Perché l’Italia è fanalino di coda in Europa anche nella parità scolastica? Perché all’estero la ripresa post-Covid è stata meno traumatica rispetto al nostro Paese, dove invece le mascherine rimarranno ancora a lungo? Pro Vita & Famiglia ne ha parlato con suor Anna Monia Alfieri, referente scuola per l’Unione Superiori Maggiori d’Italia, che ha indicato un’opportunità di cambiamento nel Family Act, con cui, dal 12 maggio, il governo avrà la delega per una serie di riforme che, se andassero in porto, potrebbero finalmente appianare una serie di disuguaglianze del nostro sistema scolastico, antecedenti alla pandemia.
Suor Anna Monia, quali i problemi in questi due anni di pandemia nel nostro sistema scolastico?

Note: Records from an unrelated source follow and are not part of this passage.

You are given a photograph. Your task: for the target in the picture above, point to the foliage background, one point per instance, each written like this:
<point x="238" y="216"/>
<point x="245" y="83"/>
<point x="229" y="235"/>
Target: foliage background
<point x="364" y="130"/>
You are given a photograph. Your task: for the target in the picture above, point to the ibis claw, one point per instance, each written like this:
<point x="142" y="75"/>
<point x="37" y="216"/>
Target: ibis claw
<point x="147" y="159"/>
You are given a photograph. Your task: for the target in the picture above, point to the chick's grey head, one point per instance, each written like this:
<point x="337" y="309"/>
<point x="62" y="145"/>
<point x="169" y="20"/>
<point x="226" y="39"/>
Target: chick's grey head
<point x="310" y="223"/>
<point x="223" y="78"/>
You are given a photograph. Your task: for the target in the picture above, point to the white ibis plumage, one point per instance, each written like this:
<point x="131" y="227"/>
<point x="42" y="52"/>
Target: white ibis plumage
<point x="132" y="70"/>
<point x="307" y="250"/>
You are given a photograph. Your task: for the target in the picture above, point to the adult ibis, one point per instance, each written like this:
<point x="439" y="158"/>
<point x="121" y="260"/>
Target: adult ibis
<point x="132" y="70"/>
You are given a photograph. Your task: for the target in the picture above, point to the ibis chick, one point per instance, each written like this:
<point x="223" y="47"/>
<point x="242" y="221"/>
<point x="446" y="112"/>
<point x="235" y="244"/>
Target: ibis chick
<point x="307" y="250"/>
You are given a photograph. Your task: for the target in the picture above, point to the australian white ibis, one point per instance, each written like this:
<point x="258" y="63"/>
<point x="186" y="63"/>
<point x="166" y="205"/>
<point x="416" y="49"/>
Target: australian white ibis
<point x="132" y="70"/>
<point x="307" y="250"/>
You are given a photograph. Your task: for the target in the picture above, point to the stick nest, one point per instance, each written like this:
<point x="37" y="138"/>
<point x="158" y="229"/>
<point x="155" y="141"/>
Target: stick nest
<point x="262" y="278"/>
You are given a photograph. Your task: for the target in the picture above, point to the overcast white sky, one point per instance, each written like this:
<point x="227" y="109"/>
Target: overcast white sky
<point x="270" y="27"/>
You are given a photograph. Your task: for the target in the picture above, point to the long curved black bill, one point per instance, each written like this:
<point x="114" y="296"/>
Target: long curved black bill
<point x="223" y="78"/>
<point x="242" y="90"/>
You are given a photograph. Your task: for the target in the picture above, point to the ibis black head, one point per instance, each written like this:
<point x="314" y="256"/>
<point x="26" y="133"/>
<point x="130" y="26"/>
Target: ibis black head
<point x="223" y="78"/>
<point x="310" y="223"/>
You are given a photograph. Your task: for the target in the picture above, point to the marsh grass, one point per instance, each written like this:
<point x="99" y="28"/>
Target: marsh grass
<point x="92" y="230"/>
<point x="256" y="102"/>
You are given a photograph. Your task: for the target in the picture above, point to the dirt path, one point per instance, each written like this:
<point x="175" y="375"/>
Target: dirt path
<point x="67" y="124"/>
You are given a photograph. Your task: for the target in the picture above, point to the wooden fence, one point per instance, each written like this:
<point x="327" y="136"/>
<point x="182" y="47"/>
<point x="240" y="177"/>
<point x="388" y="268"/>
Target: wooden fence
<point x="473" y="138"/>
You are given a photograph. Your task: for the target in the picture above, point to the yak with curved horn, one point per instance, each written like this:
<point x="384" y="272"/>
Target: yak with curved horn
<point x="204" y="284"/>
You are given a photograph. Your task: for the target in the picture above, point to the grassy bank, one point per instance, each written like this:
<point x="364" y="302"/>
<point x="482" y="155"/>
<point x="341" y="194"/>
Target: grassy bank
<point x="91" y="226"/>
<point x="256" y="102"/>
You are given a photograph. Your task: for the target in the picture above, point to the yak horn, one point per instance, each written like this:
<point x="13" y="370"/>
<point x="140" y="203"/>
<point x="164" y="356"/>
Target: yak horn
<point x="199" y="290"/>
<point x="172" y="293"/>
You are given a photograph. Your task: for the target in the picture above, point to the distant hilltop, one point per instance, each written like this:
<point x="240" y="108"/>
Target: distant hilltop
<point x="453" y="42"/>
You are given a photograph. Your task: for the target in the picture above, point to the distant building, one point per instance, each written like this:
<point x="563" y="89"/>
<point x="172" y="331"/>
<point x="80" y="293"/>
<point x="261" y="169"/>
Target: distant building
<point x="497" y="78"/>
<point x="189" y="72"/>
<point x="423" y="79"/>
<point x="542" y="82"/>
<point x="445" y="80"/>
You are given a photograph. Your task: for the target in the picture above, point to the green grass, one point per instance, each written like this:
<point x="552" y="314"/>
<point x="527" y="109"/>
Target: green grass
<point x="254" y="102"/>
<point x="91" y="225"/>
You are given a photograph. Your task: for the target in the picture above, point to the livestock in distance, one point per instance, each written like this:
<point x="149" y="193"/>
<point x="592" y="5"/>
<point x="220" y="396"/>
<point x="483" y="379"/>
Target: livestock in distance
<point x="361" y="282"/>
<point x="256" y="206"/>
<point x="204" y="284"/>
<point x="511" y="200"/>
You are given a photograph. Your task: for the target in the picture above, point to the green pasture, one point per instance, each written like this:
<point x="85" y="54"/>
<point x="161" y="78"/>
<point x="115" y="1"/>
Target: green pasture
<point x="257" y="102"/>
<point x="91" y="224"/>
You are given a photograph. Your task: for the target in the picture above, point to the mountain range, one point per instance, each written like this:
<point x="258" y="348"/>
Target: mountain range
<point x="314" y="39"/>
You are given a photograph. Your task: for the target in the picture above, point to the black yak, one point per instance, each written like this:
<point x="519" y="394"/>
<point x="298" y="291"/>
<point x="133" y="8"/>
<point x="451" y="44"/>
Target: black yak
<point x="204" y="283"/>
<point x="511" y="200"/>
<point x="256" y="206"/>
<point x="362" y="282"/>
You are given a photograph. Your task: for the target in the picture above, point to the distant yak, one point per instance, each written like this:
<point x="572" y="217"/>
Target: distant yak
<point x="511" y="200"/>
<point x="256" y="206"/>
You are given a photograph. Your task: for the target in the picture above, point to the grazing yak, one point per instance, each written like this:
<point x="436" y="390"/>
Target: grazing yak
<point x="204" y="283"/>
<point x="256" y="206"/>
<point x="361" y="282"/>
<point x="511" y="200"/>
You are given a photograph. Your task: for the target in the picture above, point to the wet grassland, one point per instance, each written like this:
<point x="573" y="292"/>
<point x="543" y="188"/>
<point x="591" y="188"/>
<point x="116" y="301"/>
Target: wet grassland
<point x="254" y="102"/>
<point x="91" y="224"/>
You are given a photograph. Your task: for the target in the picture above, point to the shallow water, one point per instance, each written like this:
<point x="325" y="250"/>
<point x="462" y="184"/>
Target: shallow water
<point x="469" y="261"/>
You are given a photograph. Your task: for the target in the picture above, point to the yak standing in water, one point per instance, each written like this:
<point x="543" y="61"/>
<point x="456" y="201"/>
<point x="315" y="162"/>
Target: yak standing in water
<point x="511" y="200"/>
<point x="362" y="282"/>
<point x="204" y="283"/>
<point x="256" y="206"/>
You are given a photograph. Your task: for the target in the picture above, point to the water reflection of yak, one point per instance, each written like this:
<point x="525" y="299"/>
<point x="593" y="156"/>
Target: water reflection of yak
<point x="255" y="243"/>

«Non è altro che il logico risultato di un’Italia che ha seriamente fatto fatica a capire il Covid. Già nell’aprile 2020, nel resto d’Europa, la scuola ripartiva, mentre noi non avevamo capito che con il Covid bisognava conviverci e che non sarebbe sparito dall’oggi al domani. In secondo luogo, la pandemia ha portato alla luce i mali pluridecennali della scuola italiana.
Quali mali?
«Sovrautilizzo delle scuole statali con classi numerose e sottoutilizzo delle scuole paritarie, scarsità di docenti e mezzi di trasporto. All’epoca, il governo sottostimò il problema, pensando di risolvere con i banchi a rotelle. E intanto emergevano tutte le disparità del nostro sistema scolastico iniquo, classista e regionalista, pieno di disagi concentrati principalmente nelle regioni del Sud, le più afflitte dalla dispersione scolastica (1 milione e 300mila studenti hanno abbandonato), dove la didattica a distanza ha funzionato peggio. Per iniziare a parlare di protocolli più sensati, di tavoli di concertazione tra scuola, Stato, Regioni e uffici scolastici, di patti di comunità tra statali e paritarie, abbiamo dovuto attendere il marzo del 2021). La mascherina, per esempio, rimane necessaria soprattutto per le scuole affollate di periferia e del Sud ed è quindi il risultato di un sistema scolastico che in un anno non poteva certo fare quel che non ha fatto in vent’anni. Un altro esempio: In Italia, nel 2020, avevamo classi di 30 alunni, senza areazione, con finestre basse e mezzi di trasporto scolastico strapieni».
Che soluzione proponete?
«La soluzione è continuare a lavorare speditamente insieme. Questo mese, il governo ha la delega per il Family Act, il quale, agli artt. 1-2, stabilisce una serie di disegni di legge affinché le famiglie possano ottenere l’aiuto finanziario per pagare le rette (asili nido gratis) per il comparto 0-6 anni e per l’istruzione dei propri figli. Solo così le famiglie saranno messe nella condizione di scegliere e, grazie a una sana competizione tra statali e paritarie, potremo avere un rialzo della qualità scolastica, con un grande risparmio di risorse pubbliche. Se si perde quest’occasione, a settembre non ci sarà soltanto il rischio delle mascherine ma anche quello di un accresciuto divario Nord-Sud, condannando il Paese a un sistema classista».
Cosa, invece, ha funzionato nel resto d’Europa?
«Francia, Svezia, Finlandia, Germania sono ripartite già ad aprile 2020. In Francia, per esempio funziona che una volta pagate le tasse, le famiglie hanno la possibilità di scegliere tra statale e paritaria, senza dover spendere un euro di più. Questo sistema ha permesso un’educazione di altissima qualità, con un’equa distribuzione degli alunni tra statale e paritaria, senza sovraffollamenti nelle aule, né problemi di trasporto. C’è poi un censimento dei docenti, a differenza dell’Italia, dove abbiamo 150mila cattedre precarie e docenti che ogni anno si trasferiscono al Nord, per poi tornare al Sud. Bisogna dare alle famiglie la possibilità di detrarre le rette, in modo da poter liberamente scegliere tra statale e paritaria. Solo così si potrà migliorare la qualità delle nostre scuole e i nostri ragazzi riusciranno un giorno a ripagare il PNRR».